Braat Sien, Kooy R Frank
Department of Medical Genetics, University of Antwerp, Prins Boudewijnlaan 43, 2650 Edegem, Antwerp, Belgium.
Neuropharmacology. 2015 Jan;88:48-54. doi: 10.1016/j.neuropharm.2014.06.028. Epub 2014 Jul 10.

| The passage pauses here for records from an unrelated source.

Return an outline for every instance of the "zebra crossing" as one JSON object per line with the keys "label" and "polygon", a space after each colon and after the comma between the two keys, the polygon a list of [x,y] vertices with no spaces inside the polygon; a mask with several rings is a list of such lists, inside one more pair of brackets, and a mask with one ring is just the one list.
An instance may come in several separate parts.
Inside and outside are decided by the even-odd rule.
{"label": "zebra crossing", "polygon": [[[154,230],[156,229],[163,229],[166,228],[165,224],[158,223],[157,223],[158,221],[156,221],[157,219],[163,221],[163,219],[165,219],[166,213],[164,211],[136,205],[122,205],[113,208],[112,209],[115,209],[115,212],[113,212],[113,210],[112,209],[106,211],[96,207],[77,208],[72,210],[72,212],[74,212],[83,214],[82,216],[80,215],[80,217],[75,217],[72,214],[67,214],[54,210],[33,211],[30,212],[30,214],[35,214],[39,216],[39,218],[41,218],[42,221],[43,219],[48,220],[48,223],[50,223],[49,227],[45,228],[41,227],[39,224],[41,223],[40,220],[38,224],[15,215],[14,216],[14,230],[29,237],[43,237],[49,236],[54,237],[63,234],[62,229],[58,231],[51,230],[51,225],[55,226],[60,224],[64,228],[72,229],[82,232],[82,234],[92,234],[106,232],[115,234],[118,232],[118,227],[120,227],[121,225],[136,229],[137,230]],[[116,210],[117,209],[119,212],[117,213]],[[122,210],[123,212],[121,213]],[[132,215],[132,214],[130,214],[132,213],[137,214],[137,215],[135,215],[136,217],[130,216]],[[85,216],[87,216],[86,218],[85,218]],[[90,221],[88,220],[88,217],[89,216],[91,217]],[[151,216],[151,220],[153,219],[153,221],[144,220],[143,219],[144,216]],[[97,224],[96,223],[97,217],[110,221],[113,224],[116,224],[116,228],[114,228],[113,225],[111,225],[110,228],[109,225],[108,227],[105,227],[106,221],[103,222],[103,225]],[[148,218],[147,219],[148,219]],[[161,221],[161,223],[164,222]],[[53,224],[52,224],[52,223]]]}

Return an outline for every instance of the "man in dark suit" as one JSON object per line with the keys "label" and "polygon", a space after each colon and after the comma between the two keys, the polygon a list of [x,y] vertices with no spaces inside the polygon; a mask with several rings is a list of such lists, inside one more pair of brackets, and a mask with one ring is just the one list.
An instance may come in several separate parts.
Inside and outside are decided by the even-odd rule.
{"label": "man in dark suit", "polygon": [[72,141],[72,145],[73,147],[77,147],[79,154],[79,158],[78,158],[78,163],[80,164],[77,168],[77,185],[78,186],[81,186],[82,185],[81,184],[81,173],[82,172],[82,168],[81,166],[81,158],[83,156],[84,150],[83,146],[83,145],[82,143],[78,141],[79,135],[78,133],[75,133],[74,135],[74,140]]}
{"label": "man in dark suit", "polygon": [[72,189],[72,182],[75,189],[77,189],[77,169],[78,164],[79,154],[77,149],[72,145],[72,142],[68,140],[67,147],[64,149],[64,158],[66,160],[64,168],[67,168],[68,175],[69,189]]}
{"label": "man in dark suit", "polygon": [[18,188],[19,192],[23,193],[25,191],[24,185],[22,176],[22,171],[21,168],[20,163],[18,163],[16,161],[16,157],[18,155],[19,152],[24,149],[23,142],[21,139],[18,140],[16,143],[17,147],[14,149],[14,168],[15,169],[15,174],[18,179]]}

An increasing number of studies implicate the GABAAergic system in the pathophysiology of the fragile X syndrome, a frequent cause of intellectual disability and autism. Animal models have proven invaluable in unravelling the molecular mechanisms underlying the disorder. Multiple defects in this inhibitory system have been identified in Fmr1 knockout mice, including altered expression of various components, aberrant GABAA receptor-mediated signalling, altered GABA concentrations and anatomical defects in GABAergic neurons. Aberrations compatible with those described in the mouse model were detected in dfmr1 deficient Drosophila melanogaster, a validated fly model for the fragile X syndrome. Treatment with drugs that ameliorate the GABAAergic deficiency in both animal models have demonstrated that the GABAA receptor is a promising target for the treatment of fragile X patients. Based on these preclinical studies, clinical trials in patients have been initiated.
越来越多的研究表明,GABAA能系统参与了脆性X综合征的病理生理学过程,脆性X综合征是导致智力残疾和自闭症的常见原因。动物模型已被证明在揭示该疾病潜在的分子机制方面具有不可估量的价值。在Fmr1基因敲除小鼠中已发现该抑制系统存在多种缺陷,包括各种组分的表达改变、GABAA受体介导的信号异常、GABA浓度改变以及GABA能神经元的解剖学缺陷。在dfmr1缺陷的黑腹果蝇(一种经过验证的脆性X综合征果蝇模型)中检测到了与小鼠模型中描述的异常情况相符的畸变。在两种动物模型中使用改善GABAA能缺陷的药物进行治疗表明,GABAA受体是治疗脆性X患者的一个有前景的靶点。基于这些临床前研究,已启动了针对患者的临床试验。